Assez bien depuis ses débuts en 2002, mêlant fiction, loisirs et reportage direct dans des films qui lui ont valu deux coquilles d’or de Saint-Sébastien mais qui ont embobiné des critiques plus grand public, l’Espagnol Isaki Lacuesta a affirmé qu’il voulait faire des films à plus large public.
Avec son dixième long métrage, le joueur de la compétition berlinoise « Un an, une nuit », prenant en compte l’attentat terroriste du Bataclan Paris en 2015, il a enfin sa chance.
Produite par le label de Lacuesta La Termita Films et l’espagnol Bambu Producciones, la société à l’origine des séries télévisées espagnoles « Grand Hotel », « Velvet » et « Cable Girls », « One Year, One Night » a coûté six fois le budget du film le plus cher de Lacuesta avant cela, dit le réalisateur.
Il met en vedette l’Argentin Nahuel Pérez (« BPM (Beats Per Minute) ») et Noémie Merlant (« Portrait of a Lady on Fire »), deux des jeunes acteurs les plus admirés travaillant actuellement en France, et il est soutenu par le muscle de la distribution et des ventes de Studiocanal, qui a pris une participation minoritaire dans Bambu en 2016.
« Je n’ai jamais essayé de faire des films d’une taille dont je n’avais pas le budget », dit Lacuesta. Dans le cas de « Un an, une nuit », cependant, son budget lui a permis de tourner l’évacuation extrêmement complexe de la discothèque du Bataclan.
À d’autres égards, cependant, le film reste très proche du travail de Lacuesta à ce jour. Ce qui distingue Lacuesta, suggère Ramón Campos de Bambu, c’est « son amour pour ses personnages, leurs voix ».
« Je me souviens [Berlin Fest artistic director] Carlos Chatrian a dit un jour que mes films avaient un fort sentiment d’empathie envers leurs personnages, qui explorent la représentation de la mémoire », acquiesce Lacuesta.
L’une des clés du film, dit Lacuesta, est son titre. Le film s’inspire en grande partie de « Peace, Love and Heavy Metal », écrit par Ramon González et décrivant comment lui et sa petite amie Paula, toutes deux survivantes de l’attaque, tentent de refermer les blessures de son traumatisme psychologique.
« Un an, une nuit » est une histoire d’amour qui se déroule comme la suite d’un film sur l’attentat. La seule chose à laquelle Lacuesta rechigne dans cette description est de décrire Ramón et Céline comme des « survivants ». « Ils ne veulent pas survivre. Ils veulent vivre.

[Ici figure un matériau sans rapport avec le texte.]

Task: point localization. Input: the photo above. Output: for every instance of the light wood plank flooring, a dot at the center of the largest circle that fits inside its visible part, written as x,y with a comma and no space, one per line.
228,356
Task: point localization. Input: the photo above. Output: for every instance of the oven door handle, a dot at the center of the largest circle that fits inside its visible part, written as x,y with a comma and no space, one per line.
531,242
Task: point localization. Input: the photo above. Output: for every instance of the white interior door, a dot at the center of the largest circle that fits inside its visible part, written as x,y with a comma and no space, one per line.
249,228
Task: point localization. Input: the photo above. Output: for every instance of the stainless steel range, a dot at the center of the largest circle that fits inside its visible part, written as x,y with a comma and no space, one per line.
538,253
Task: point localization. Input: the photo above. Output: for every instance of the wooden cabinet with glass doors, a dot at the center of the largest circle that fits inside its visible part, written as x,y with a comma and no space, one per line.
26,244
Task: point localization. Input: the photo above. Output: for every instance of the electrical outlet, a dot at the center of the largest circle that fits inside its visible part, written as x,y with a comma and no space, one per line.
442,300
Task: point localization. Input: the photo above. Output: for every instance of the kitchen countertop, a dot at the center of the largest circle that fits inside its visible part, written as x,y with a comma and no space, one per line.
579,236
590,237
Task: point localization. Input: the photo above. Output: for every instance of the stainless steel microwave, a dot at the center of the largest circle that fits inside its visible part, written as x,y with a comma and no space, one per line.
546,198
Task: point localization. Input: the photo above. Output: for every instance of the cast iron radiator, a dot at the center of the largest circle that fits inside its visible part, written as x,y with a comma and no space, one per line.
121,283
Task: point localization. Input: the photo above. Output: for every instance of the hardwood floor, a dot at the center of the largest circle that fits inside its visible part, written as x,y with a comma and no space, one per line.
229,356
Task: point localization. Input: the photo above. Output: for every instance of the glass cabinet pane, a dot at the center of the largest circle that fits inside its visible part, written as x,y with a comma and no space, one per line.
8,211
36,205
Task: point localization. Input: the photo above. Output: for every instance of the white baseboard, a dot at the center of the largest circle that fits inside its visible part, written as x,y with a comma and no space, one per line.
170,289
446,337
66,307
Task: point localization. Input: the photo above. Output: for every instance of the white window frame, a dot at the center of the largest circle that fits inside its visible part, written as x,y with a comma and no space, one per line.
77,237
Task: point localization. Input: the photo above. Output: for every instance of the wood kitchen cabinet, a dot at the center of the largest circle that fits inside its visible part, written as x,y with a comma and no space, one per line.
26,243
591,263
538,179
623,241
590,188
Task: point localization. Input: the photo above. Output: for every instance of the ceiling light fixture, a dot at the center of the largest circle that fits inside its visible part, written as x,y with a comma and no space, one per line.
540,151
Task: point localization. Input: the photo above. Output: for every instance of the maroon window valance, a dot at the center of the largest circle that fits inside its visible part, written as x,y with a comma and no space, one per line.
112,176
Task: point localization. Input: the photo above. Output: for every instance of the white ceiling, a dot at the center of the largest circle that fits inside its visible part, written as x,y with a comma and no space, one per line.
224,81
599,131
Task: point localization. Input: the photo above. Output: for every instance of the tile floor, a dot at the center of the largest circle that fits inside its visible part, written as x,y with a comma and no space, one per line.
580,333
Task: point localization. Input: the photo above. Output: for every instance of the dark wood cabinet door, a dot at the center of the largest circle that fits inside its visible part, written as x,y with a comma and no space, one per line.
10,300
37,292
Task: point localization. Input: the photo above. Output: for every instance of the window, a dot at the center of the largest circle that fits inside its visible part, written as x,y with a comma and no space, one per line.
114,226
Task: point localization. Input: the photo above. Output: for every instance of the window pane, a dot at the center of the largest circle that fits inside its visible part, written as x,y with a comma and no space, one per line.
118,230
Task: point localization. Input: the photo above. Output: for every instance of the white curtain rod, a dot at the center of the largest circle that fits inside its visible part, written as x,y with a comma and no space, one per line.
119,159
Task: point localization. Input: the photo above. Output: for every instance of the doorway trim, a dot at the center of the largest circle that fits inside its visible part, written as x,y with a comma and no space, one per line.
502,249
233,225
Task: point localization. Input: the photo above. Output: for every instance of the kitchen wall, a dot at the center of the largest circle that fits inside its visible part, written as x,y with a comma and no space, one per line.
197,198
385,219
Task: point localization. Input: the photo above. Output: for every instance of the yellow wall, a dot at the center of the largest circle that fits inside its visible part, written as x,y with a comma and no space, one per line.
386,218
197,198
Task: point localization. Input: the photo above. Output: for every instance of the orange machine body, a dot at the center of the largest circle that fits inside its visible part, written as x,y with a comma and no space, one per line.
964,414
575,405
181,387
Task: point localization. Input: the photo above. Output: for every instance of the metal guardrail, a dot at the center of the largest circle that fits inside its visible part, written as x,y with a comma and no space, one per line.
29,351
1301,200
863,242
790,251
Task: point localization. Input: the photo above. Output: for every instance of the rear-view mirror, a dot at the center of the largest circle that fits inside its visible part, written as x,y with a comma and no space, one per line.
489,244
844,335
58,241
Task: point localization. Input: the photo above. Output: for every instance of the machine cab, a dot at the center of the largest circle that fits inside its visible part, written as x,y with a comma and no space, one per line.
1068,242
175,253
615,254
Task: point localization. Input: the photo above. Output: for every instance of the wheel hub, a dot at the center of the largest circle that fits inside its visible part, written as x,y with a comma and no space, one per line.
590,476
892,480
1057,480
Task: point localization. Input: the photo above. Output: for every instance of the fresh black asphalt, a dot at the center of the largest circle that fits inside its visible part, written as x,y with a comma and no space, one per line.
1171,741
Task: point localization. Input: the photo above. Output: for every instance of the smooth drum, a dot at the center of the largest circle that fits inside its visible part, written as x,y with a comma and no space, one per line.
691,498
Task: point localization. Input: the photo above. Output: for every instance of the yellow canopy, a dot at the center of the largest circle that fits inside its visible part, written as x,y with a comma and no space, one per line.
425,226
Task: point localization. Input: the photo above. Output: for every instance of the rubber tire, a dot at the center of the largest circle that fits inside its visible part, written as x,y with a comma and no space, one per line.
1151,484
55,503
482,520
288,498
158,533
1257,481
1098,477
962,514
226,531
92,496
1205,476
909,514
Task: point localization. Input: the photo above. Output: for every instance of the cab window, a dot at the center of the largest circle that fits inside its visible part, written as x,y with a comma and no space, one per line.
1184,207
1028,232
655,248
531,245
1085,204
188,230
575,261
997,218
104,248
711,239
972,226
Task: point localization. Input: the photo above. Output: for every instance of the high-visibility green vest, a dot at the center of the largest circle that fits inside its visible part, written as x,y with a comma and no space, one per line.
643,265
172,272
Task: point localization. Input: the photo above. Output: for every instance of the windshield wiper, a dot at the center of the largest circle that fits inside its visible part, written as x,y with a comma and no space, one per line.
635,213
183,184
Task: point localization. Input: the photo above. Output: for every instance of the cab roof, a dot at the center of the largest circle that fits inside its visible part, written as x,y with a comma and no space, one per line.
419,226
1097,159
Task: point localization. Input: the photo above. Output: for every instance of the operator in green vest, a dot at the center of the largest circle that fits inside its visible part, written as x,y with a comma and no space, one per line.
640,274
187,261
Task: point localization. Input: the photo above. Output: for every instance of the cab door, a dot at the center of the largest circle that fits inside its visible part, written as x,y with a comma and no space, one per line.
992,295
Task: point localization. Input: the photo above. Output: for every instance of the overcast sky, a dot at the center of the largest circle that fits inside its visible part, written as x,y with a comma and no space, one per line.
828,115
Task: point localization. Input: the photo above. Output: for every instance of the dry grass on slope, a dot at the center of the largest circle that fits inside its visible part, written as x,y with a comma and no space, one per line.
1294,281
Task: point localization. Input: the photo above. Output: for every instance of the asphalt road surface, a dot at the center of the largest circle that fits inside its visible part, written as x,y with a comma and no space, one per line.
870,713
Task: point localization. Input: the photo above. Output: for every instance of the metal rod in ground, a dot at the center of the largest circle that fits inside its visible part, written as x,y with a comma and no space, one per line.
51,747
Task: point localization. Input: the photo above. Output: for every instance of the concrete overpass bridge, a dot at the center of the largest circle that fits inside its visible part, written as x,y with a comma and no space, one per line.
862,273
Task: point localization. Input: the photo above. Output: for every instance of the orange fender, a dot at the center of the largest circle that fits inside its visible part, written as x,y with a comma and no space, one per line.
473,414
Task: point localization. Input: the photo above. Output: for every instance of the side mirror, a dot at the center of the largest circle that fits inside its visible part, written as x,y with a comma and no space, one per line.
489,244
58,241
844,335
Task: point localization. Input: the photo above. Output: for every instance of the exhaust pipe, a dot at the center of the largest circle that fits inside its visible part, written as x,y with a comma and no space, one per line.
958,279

Céline tente de passer à autre chose, retournant à son ancien travail dans une auberge de jeunesse. Ramón, en revanche, ne peut tout simplement pas abandonner le passé. Ses obsessions chassent Céline de sa vie.
L’attaque elle-même est représentée par des éclats de mémoire soudains, dit Lacuesta. « Le film capte la multitude de détails, de moments, d’expériences qu’il aurait été impossible d’écrire si vous ne les aviez pas réellement vécus. »
Ce qui était remarquable, ajoute-t-il, c’est que lorsqu’ils parlaient à Ramón et Paula, non seulement leurs souvenirs de l’attaque différaient, mais qu’ils étaient parfois aussi clairement inexacts, contrastant avec la réalité. Tous deux se souviennent, par exemple, comment ils ont monté des escaliers droits pour s’échapper au quatrième étage du club. En réalité, ils utilisaient un escalier en colimaçon.
L’attaque terroriste a été abattue de façon convenable. Mais Lacuesta ne voulait pas tout éviter ensemble. Cela aurait été de la « lâcheté », soutient-il.
Espagnol, il ne ressent pas le besoin de s’excuser d’avoir réalisé un film sur l’événement sans doute le plus horrible de l’histoire française récente. « Ces événements n’appartiennent à personne en particulier », dit-il. « Si vous regardez l’attentat de Nice du 13 novembre ou les atrocités des Ramblas de Barcelone, des victimes de plus de 30 nationalités étaient impliquées. » Un film réunissant des talents français, espagnols et argentins, parlé en français et en espagnol, ne fait que refléter cette réalité.